I dont agree with a collegiate system, at Oxbridge, that has taken years to develop and thrive and I believe it will just create segregation if it happend at ICL.
I agree with edders about reducing intake and raising standards and interviews (200+ for physics is a lot if you ask me). Also I would get rid of or reduce the intake of the less popular (lower standard) courses like Applied Business management, even though this has been removed.

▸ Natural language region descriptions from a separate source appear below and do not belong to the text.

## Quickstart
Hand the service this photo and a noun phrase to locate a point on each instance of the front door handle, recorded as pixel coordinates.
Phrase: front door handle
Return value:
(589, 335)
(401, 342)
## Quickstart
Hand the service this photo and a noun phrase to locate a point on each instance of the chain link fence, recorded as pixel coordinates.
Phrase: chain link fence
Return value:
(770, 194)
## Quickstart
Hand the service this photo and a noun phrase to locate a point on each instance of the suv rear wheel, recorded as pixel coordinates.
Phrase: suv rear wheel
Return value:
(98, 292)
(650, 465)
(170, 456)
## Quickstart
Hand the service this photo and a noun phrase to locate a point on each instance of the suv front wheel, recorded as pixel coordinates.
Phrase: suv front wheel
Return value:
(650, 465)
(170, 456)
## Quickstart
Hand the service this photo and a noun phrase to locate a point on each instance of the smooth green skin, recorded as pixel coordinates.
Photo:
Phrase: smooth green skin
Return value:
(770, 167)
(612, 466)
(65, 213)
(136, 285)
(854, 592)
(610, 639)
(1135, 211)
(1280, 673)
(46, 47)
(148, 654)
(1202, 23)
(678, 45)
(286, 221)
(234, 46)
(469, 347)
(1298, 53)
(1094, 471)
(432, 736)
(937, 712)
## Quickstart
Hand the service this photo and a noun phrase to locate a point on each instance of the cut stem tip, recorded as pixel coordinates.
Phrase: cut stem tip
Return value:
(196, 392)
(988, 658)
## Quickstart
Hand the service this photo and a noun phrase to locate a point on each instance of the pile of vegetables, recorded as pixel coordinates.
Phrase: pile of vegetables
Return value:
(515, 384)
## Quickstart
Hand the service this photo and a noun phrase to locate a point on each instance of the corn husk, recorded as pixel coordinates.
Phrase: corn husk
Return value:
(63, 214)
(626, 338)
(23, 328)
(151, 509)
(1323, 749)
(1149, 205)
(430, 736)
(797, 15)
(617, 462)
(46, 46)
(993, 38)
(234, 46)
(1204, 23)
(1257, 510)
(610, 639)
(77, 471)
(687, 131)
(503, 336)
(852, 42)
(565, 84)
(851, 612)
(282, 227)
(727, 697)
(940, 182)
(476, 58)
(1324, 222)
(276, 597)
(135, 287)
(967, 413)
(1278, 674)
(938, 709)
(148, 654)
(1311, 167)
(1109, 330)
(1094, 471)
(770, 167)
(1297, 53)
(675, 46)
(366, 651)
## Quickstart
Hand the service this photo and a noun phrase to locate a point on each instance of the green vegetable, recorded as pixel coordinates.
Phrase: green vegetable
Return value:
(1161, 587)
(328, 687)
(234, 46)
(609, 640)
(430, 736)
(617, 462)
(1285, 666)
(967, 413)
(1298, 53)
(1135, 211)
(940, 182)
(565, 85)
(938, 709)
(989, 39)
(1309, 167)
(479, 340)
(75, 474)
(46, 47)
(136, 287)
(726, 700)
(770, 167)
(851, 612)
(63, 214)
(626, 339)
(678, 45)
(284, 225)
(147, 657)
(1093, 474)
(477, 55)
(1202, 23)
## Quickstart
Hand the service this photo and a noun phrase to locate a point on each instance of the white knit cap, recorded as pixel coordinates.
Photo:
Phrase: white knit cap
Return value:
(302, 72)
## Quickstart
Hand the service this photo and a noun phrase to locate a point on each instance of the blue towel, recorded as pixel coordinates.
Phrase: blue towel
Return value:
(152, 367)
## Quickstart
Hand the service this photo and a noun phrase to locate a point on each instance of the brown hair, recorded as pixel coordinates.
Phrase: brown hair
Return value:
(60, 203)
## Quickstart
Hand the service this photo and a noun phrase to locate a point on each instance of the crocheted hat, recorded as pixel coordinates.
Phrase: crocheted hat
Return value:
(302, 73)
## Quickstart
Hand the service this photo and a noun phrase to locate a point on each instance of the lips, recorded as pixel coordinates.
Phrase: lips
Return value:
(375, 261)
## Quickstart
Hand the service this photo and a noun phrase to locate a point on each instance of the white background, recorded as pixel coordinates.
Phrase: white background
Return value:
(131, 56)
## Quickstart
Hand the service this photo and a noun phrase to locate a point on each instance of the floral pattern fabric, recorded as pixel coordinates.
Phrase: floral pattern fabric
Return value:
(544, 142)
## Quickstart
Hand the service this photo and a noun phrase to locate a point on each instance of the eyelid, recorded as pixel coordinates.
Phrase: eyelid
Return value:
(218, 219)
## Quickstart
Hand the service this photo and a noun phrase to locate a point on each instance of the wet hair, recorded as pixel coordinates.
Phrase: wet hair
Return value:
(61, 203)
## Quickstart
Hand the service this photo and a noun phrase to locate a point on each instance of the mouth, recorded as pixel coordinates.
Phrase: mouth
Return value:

UCL ICL merger would have been interesting and I do think that ICL would have become better off on that. They would have swallowed the comparable depts and secured so much more funding for themselves. ICL LSE merger would be quite interesting two, but there would have been no cost cutting and the campuses are far apart, and I dont see the point, unless ICL had an input in some of LSE degrees (ie Mathematics taught by ICL for the LSE economics degrees so on, or if LSE and ICL undergrad had to take Science and Social Sciences options respectively.
I think/believe ICL do have some money. They raise a lot of money from their spin off countries, and I have heard that it is the closest to a corporate entity than any other uni in the UK. I think their trying to follow in the US unis footsteps.